Receptive Field Calculation and Significance in Convolutional Neural Networks
1. Definition and Importance of Receptive Field
Receptive Field refers to the size of the region in the input image that corresponds to a single pixel on the output feature map of a Convolutional Neural Network. For example, if a feature point is computed from a 5×5 area on the input image, its receptive field is 5×5. The size of the receptive field determines the contextual range the network can capture. A larger receptive field helps in recognizing large objects, while a smaller one is more suitable for fine-grained features.
2. Methods for Calculating Receptive Field
Step 1: Basic Formula
The receptive field is calculated by backward propagation layer by layer. Let:
- \(l\) be the index of the current layer (input layer is \(l=0\)).
- \(RF_l\) be the receptive field size of layer \(l\).
- \(k_l\) be the kernel size of layer \(l\).

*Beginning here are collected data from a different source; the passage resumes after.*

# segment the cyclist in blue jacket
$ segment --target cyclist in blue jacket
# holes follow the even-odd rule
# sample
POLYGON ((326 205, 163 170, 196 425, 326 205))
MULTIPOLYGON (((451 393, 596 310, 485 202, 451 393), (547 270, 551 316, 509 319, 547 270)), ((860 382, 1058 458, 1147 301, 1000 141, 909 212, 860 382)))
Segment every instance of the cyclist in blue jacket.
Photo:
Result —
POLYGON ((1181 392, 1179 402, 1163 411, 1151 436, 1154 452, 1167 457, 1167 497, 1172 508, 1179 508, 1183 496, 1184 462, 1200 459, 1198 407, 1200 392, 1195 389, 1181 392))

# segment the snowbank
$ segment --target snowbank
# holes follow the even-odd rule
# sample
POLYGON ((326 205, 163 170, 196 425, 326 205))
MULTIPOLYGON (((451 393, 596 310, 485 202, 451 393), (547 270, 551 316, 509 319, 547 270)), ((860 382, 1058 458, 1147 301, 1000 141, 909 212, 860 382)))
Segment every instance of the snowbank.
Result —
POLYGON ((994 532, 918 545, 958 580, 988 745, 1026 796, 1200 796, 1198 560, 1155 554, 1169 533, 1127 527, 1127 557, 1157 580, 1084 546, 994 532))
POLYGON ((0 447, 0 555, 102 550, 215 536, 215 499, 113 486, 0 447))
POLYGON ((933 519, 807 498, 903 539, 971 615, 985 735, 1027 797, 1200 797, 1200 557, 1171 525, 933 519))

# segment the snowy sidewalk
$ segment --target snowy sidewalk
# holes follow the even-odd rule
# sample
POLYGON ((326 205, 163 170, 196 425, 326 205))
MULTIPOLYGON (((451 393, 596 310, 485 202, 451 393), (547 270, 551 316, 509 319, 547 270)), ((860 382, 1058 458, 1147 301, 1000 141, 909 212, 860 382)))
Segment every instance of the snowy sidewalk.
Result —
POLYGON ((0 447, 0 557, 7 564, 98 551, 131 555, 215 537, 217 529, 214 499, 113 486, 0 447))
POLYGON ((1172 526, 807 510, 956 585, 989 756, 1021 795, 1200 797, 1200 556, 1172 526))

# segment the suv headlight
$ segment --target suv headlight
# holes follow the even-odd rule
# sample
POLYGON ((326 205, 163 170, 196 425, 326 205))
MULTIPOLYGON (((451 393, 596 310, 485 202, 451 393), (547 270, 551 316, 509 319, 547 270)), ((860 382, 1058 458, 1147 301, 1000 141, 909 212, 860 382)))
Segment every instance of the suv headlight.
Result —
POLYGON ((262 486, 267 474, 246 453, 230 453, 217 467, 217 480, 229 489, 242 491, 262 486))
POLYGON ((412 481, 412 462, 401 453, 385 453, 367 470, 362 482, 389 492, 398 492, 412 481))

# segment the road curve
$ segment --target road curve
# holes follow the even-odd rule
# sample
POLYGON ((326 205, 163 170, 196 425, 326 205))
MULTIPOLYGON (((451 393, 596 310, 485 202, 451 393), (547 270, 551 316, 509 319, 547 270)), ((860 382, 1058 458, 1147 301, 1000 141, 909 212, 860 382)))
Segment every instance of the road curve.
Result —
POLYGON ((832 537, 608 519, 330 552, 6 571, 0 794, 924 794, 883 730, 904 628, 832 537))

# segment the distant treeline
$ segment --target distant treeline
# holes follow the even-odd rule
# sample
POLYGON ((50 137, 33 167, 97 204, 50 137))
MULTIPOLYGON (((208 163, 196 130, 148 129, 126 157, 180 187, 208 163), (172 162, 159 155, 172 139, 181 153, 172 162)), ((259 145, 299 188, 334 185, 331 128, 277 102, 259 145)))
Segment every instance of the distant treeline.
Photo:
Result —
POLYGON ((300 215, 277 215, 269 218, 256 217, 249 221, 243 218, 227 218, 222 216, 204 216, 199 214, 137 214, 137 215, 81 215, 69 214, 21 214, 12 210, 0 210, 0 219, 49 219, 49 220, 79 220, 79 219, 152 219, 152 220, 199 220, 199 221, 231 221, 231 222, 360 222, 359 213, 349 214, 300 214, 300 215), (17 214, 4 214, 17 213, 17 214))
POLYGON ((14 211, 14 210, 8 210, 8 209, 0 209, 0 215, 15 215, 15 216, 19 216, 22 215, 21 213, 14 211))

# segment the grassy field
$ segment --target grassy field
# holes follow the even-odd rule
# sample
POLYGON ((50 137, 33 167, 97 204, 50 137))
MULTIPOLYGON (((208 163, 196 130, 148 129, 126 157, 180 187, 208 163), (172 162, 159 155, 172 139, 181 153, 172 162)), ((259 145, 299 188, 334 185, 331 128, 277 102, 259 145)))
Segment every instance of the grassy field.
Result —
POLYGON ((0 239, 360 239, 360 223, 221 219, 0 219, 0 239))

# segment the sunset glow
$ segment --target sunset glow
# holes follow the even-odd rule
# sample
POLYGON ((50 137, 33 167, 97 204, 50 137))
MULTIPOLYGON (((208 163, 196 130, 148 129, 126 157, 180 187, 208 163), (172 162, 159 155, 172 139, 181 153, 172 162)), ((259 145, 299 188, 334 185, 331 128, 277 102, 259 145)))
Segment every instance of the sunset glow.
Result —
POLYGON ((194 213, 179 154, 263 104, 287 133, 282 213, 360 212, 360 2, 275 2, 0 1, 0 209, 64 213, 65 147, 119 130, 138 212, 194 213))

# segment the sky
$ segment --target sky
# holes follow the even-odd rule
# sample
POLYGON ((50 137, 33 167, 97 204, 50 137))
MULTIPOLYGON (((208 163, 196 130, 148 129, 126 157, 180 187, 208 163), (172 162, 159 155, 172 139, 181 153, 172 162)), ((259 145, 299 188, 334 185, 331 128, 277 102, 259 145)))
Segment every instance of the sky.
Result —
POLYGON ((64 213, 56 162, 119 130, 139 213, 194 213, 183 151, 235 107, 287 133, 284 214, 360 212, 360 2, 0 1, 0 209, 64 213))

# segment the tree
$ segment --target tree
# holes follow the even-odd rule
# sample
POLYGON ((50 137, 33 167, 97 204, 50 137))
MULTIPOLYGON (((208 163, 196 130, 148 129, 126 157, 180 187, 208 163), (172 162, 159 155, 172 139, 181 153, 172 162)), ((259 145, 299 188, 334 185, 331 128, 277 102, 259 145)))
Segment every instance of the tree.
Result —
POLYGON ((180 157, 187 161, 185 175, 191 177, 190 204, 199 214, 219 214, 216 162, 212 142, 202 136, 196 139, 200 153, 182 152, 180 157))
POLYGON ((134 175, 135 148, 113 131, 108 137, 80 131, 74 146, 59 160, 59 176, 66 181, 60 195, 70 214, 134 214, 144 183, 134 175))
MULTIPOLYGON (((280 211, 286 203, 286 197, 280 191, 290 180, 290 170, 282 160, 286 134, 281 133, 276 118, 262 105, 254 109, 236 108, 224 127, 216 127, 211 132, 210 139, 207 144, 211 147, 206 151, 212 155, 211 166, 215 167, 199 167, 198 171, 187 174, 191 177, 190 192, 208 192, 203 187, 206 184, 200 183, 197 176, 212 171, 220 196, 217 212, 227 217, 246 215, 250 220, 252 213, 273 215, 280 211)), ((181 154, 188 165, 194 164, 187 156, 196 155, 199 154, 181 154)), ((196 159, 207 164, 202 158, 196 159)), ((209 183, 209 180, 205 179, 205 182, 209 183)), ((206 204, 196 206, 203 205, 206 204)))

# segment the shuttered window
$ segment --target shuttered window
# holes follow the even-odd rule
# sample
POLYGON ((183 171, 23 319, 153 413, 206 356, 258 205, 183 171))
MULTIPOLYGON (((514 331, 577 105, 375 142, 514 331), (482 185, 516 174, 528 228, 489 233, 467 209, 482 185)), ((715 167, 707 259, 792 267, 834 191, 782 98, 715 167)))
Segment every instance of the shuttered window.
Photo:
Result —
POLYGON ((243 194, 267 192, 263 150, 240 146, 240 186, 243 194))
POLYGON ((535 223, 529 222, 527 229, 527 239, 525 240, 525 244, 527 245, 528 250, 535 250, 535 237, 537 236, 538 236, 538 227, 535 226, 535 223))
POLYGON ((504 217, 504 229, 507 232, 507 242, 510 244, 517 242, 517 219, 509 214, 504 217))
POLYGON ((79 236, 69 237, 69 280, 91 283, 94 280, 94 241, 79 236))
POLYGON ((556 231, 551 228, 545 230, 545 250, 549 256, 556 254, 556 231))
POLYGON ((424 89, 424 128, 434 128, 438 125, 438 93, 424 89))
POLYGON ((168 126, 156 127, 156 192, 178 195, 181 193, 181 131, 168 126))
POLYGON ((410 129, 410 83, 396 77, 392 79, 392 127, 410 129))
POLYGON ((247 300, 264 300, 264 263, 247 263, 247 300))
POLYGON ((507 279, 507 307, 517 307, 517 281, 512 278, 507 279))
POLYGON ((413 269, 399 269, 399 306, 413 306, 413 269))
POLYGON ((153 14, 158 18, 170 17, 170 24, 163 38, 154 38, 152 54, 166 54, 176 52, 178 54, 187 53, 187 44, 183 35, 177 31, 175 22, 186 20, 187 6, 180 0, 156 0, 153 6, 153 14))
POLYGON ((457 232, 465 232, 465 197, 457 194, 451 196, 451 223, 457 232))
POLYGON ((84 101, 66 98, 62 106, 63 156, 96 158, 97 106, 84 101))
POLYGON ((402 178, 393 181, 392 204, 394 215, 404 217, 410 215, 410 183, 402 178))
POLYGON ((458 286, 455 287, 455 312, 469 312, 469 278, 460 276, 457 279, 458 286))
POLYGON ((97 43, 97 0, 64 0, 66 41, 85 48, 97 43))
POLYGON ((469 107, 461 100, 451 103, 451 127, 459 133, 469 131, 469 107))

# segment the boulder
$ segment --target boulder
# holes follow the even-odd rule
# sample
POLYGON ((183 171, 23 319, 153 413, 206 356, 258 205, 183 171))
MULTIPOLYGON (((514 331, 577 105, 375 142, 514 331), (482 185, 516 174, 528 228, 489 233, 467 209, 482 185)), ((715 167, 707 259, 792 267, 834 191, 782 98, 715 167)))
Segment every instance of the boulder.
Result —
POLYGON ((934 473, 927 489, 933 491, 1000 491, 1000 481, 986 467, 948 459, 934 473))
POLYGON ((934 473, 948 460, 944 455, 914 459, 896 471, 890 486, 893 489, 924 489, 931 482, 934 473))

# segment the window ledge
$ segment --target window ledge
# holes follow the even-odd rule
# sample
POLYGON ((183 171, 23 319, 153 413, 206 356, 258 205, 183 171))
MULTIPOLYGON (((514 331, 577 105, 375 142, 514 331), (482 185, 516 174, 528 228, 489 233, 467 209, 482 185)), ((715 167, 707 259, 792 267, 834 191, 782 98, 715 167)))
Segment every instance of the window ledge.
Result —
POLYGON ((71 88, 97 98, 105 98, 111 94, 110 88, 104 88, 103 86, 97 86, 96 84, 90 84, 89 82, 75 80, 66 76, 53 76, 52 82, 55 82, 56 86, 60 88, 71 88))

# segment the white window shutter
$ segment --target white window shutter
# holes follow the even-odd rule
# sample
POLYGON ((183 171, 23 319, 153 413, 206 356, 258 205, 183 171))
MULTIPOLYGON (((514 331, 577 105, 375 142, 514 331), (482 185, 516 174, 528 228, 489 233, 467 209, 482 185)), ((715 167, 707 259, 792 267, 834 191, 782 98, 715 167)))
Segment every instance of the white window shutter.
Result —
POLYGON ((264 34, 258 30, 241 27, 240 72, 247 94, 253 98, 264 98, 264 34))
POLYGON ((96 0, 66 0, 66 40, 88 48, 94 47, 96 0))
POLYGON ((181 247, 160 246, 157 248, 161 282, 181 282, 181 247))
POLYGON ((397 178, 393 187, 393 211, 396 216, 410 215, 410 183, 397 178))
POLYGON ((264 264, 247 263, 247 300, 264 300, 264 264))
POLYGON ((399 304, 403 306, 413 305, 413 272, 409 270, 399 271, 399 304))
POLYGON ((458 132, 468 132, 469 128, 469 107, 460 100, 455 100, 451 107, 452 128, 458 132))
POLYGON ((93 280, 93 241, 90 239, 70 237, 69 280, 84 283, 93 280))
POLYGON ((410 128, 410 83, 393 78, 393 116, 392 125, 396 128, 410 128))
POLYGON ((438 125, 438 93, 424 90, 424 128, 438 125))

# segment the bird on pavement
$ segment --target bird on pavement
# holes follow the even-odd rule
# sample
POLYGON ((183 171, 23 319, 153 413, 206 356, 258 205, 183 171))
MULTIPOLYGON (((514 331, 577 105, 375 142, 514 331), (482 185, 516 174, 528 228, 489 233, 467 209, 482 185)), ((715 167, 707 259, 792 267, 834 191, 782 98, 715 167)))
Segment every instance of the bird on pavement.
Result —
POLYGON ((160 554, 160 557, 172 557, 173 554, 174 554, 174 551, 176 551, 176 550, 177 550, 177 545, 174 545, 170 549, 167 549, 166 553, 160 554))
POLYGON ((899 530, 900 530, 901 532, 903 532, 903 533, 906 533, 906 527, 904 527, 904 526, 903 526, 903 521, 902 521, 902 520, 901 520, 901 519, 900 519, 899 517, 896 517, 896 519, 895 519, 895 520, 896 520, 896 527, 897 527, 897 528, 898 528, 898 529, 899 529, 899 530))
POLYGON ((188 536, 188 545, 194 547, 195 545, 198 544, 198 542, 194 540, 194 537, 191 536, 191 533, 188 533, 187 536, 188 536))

- \(s_l\) be the stride of layer \(l\).
The recurrence formula is:
\[RF_l = RF_{l-1} + (k_l - 1) \times \prod_{i=1}^{l-1} s_i \]
However, a more commonly used simplified version is calculating backward layer by layer:
\[RF_{l-1} = RF_l + (k_l - 1) \times J_{l-1} \]
where \(J_{l-1}\) is the cumulative stride from layer \(l-1\) to layer \(l\) (i.e., the product of all previous layer strides).
Step 2: Calculation Example
Assume a simple network structure as follows:
- Input image: \(224\times224\)
- Convolution layer 1: \(k_1=3, s_1=1\)
- Pooling layer 1: \(k_2=2, s_2=2\)
- Convolution layer 2: \(k_3=3, s_3=1\)
Backward derivation starting from the last layer:
- Convolution layer 2 (layer 3): Initial receptive field \(RF_3 = 1\) (the point itself).
- Derive to the previous layer (Pooling layer 1):
\[ RF_2 = RF_3 + (k_3 - 1) \times J_2 \]
where $ J_2 = s_1 \times s_2 = 1 \times 2 = 2 $, substituting:
\[ RF_2 = 1 + (3-1) \times 2 = 5 \]
- Pooling layer 1 (layer 2): Continue deriving to Convolution layer 1:
\[ RF_1 = RF_2 + (k_2 - 1) \times J_1 \]
where \(J_1 = s_1 = 1\), substituting:
\[ RF_1 = 5 + (2-1) \times 1 = 6 \]
- Convolution layer 1 (layer 1): Derive to the input image:
\[ RF_0 = RF_1 + (k_1 - 1) \times J_0 \]
where \(J_0 = 1\) (input layer has no stride), substituting:
\[ RF_0 = 6 + (3-1) \times 1 = 8 \]
Finally, a feature point in the last convolutional layer corresponds to an 8×8 region in the input image.
3. Factors Influencing the Receptive Field
- Kernel size: Larger \(k\) leads to faster receptive field growth.
- Stride: Larger stride leads to faster receptive field expansion (because \(J\) accumulates more).
- Dilated Convolution: By expanding the effective range of the kernel (e.g., dilation rate \(d\)), the actual receptive field becomes \(k' = k + (k-1)(d-1)\).
- Network depth: More layers typically result in a larger receptive field.
4. Considerations in Practical Applications
- Matching receptive field with object size: If the receptive field is much smaller than the target object, the network struggles to understand the global context; if it is much larger, it may include too much irrelevant background.
- Effective receptive field: Studies show that the influence of a feature point on the input image follows a Gaussian distribution, with peripheral regions contributing less; the actual effective receptive field is smaller than the theoretical value.
- Design of modern networks: Architectures like Inception and ResNet replace large kernels with stacks of small kernels, maintaining the receptive field while reducing computational cost.
5. Summary
The receptive field is a key metric for assessing the feature extraction scope of a network, and it can be controllably adjusted through the combination of kernel size, stride, and depth. Understanding the receptive field aids in designing more reasonable network architectures and avoiding mismatches between feature scales and task requirements.